Sedangkan syarat pendirian rumah ibadah itu diatur dalam Pasal 14, ayat 2, Point a.

daftar nama dan Kartu Tanda Penduduk pengguna rumah ibadat paling sedikit 90 (sembilan puluh) orang yang disahkan oleh pejabat setempat sesuai dengan tingkat batas wilayah sebagaimana dimaksud dalam Pasal 13 ayat (3);

Artinya disitu minimal ada 90 Warga dewasa yang memang membutuhkan Rumah ibadah. Perhatikan, 90 orang itu hanya butuh 45 orang KK tanpa anak atau jika dengan asumsi satu KK 3 Orang dewasa hanya butuh 30 KK. Itu sangat wajar dan realistis. Masa cuma ad 5 KK mendirikan rumah Ibadah? Mikir!

Dari analisa SKB 2 menteri tersebut diatas, nampak memang ada pihak pihak yang berusaha memanfaatkan konflik SARA ini agar peraturan ini dicabut dan ada kelompok agama yang dengan sesuka hatinya membangun rumah ibadah walaupun umatnya tidak ada.

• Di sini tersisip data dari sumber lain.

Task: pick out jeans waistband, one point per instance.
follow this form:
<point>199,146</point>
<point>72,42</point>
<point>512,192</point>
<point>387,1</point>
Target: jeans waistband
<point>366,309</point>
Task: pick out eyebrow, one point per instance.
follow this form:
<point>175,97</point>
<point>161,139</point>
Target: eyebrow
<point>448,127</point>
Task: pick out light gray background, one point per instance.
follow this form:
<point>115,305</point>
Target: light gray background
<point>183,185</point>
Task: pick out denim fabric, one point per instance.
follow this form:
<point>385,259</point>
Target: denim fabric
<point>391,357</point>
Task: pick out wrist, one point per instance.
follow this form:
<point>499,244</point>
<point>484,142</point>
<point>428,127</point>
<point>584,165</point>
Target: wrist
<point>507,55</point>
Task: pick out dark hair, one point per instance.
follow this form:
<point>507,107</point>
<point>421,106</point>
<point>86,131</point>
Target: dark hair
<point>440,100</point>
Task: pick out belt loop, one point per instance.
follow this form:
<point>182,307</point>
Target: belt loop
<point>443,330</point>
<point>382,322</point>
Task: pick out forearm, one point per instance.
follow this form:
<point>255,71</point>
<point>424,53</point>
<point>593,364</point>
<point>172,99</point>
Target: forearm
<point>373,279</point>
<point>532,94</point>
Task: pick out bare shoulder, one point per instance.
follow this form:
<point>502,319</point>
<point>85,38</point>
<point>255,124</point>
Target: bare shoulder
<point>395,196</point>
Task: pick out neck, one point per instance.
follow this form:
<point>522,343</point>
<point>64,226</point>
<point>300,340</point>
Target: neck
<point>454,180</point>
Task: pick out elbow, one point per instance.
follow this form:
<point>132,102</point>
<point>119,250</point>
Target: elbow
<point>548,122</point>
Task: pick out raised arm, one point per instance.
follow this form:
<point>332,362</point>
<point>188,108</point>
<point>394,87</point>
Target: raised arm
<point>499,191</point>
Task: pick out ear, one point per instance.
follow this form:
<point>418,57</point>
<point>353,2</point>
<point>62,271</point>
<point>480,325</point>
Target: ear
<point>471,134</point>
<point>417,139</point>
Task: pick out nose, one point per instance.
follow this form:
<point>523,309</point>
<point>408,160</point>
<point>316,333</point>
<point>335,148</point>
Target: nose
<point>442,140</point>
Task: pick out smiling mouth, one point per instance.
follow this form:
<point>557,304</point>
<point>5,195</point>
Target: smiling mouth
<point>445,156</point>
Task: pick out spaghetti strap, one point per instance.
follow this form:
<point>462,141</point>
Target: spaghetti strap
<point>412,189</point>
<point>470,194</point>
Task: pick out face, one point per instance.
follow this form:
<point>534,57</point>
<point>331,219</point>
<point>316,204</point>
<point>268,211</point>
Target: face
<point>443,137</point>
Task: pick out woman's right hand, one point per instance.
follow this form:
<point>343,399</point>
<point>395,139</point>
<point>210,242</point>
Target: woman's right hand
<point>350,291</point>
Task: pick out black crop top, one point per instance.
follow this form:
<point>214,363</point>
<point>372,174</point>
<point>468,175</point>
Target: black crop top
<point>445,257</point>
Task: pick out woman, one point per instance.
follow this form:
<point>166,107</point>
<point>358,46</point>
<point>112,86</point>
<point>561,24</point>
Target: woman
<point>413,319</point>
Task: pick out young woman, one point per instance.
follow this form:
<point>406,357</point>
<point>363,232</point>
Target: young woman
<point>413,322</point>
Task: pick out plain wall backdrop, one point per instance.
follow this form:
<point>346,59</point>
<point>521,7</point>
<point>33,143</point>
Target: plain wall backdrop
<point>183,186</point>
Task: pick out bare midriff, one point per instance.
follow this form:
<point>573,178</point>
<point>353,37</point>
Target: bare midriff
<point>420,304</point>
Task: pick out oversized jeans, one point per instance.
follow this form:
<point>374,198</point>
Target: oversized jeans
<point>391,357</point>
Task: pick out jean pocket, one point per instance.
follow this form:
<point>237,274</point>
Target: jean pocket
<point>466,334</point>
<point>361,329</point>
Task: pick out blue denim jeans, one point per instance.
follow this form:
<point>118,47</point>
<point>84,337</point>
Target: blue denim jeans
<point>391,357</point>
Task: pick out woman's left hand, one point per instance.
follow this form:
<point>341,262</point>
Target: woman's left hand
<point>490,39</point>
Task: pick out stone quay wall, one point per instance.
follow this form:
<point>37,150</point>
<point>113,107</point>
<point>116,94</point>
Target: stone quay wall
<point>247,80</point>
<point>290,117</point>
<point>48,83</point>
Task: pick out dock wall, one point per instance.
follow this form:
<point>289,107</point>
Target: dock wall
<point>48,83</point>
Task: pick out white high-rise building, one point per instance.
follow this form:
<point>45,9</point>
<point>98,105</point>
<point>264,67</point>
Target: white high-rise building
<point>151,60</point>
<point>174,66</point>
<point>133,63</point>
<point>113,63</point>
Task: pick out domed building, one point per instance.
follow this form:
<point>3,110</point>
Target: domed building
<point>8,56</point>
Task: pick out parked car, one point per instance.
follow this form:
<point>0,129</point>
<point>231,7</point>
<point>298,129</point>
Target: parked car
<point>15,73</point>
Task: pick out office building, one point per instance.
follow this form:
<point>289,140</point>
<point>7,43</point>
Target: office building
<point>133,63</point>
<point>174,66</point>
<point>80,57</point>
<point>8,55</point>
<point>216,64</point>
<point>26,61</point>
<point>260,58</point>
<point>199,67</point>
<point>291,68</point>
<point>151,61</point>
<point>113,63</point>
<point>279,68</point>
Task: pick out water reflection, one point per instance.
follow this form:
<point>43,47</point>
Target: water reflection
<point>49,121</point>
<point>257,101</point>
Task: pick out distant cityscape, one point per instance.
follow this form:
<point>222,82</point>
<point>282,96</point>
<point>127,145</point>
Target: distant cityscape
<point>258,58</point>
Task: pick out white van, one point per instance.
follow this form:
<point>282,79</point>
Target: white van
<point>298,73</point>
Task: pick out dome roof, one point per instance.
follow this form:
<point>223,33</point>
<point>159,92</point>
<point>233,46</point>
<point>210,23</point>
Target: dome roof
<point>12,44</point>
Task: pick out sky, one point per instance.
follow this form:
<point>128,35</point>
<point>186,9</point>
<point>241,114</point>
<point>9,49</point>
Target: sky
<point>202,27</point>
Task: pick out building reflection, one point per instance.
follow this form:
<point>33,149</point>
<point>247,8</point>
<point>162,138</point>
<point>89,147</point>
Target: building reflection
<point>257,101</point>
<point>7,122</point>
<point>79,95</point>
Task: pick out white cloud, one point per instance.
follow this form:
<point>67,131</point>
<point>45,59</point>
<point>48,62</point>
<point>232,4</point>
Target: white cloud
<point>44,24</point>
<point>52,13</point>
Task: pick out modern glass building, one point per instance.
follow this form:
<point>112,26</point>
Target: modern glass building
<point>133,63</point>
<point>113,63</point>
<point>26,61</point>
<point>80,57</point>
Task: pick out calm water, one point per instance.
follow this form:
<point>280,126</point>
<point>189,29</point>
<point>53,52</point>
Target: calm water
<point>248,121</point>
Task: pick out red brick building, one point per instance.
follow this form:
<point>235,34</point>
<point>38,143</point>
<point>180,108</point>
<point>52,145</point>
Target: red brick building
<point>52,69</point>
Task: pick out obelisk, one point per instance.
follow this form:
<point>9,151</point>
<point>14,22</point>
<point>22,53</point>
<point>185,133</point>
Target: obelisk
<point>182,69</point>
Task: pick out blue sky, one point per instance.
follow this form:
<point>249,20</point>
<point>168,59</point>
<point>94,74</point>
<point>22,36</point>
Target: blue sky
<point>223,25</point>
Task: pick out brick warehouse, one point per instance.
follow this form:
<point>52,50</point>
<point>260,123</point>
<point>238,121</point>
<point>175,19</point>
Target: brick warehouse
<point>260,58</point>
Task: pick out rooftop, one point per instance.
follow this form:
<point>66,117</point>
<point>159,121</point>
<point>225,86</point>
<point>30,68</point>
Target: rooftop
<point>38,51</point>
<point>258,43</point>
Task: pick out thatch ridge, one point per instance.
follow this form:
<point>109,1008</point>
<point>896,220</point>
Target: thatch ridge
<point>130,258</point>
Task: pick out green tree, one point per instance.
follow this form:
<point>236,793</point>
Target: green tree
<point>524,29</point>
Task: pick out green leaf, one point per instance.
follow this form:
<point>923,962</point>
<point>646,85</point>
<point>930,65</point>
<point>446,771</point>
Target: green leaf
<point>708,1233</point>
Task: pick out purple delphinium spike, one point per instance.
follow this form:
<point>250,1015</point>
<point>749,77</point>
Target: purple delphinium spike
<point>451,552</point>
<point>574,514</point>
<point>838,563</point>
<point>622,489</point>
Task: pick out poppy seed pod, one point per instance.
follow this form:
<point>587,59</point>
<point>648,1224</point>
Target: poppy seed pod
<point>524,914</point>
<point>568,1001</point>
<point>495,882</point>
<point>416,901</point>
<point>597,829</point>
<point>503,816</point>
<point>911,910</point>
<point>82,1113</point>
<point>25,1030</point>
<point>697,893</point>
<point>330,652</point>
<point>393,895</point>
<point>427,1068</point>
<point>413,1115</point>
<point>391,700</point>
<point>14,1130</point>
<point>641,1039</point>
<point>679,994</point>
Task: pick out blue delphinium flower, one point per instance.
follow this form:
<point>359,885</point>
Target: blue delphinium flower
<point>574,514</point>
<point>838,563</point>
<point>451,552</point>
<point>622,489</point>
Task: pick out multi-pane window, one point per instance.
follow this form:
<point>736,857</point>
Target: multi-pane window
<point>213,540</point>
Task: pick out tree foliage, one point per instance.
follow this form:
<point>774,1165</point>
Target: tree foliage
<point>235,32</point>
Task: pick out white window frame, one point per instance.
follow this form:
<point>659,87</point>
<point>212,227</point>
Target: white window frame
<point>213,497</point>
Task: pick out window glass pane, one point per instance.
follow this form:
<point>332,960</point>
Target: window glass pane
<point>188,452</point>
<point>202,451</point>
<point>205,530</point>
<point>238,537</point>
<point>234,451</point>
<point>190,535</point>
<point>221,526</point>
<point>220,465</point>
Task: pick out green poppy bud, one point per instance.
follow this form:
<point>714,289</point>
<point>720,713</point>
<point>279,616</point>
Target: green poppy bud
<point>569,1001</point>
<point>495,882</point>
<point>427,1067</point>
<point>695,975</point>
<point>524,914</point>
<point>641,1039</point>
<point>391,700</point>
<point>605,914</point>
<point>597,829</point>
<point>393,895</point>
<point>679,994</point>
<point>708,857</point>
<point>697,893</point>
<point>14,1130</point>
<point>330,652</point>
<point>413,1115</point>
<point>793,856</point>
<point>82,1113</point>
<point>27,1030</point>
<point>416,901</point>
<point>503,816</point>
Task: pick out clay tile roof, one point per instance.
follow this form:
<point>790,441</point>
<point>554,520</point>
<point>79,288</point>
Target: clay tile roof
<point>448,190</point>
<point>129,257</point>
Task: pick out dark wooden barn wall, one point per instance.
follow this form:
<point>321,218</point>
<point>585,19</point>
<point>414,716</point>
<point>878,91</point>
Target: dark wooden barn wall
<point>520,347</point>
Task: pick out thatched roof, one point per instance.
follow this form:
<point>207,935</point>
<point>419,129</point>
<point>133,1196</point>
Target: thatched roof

Bagaimana jika terjadi konflik? Ada langkah langkah jelas yang diatur dalam undang undang ini dalam pasal 21

Pasal 21

(1) Perselisihan akibat pendirian rumah ibadat diselesaikan secara musyawarah oleh  masyarakat setempat.

(2) Dalam hal musyawarah sebagaimana dimaksud pada ayat (1) tidak dicapai, penyelesaian perselisihan dilakukan oleh bupati/walikota dibantu kepala kantor departemen agama kabupaten/kota melalui musyawarah yang dilakukan secara adil dan tidak memihak dengan mempertimbangkan pendapat atau saran FKUB kabupaten/kota.

(3) Dalam hal penyelesaian perselisihan sebagaimana dimaksud pada ayat (2) tidak, dicapai, penyelesaian perselisihan dilakukan melalui Pengadilan setempat.

Aturan ini sudah sangat jelas dan Merinci setiap permasalahan yang ada. Terlepas ada kekerasan dan konflik Fisik yang terjadi, itu sudah masuk ranah Hukum pidana dan pihak kepolisian sebagai pihak yang bertugas menjaga keamanan dan ketertiban yang akan melakukannya, tentunya dengan Koordinasi Kepala daerah dan Forum kerukunan Umat beragama.

Hal paling penting disini adalah  jika SKB ini dianggap rumah dan Rumah itu Gentengnya bocor, jangan rumahnya yang dihancurkan, namun Gentengnya yang diperbaiki.  Bagi pembaca sekalian, harap berkomentarlah setelah anda membaca isi SKB 2 Menteri tersebut sehingga anda tidak ikut terbawa penggiringan opini pihak tertentu yang tidak ingin kerukunan Antar umat agama ini terjaga.

Ditulis Oleh : Candra Adi Putra, Pengelola Website Fakultas Syariah dan Ilmu Hukum, IAIN Padangsidimpuan.